Network Security Summary¶
Types of Firewalls¶
Packet Filtering Firewall¶
- Operation: Filters packets based on IP addresses, port numbers, and protocols.
- Advantages: Simple, low overhead.
- Disadvantages: Limited inspection, vulnerable to IP spoofing.
Stateful Inspection Firewall¶
- Operation: Tracks active connections, filters based on connection state.
- Advantages: Improved security, session hijacking detection.
- Disadvantages: More resource-intensive, limited higher-layer inspection.
Proxy Firewall¶
- Operation: Intermediary at the application layer, inspects specific protocols.
- Advantages: Granular control, content filtering.
- Disadvantages: Latency, complex configuration.
Next-Generation Firewall (NGFW)¶
- Operation: Multiple OSI layers, advanced threat detection.
- Advantages: Application-aware filtering, centralized management.

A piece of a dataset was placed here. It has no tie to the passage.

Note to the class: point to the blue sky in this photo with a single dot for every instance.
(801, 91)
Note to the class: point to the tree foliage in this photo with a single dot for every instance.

- Disadvantages: Expensive, requires specialized knowledge.
Firewall Topologies¶
Topology | Description |
---|---|
Bastion Host | Firewall between internal and external networks. |
Screened Subnet | DMZ in front of the firewall for public servers, extra firewall for stricter control. |
Multi-Homed | Three interfaces: internal network, DMZ, external network for granular control. |
Belt-and-Suspenders | Combines screened subnet and bastion host for maximum security. |
Screened Host | Single host in DMZ for public access services. |
Proxy Server | Intermediary filtering all traffic from internal to external networks. |
Vulnerability Scanning¶
Nessus¶
- Functions: Scans systems, identifies vulnerabilities, assigns severity levels, provides remediation guidance.
- Benefits: Proactive security, prioritization, compliance.
- Versions:
- Nessus Essentials: Free, limited features.
- Nessus Professional: Paid, advanced features.
Capabilities of Network-Based Security¶
- Intrusion Detection and Prevention: Monitors and blocks suspicious traffic.
- Threat Intelligence: Uses data to identify/respond to threats.
- Traffic Analysis: Detects anomalies in network patterns.
- Access Control: Ensures authorized user access.
- Encryption: Protects data in transit and at rest.
By understanding these concepts, organizations can better protect their networks from threats and vulnerabilities.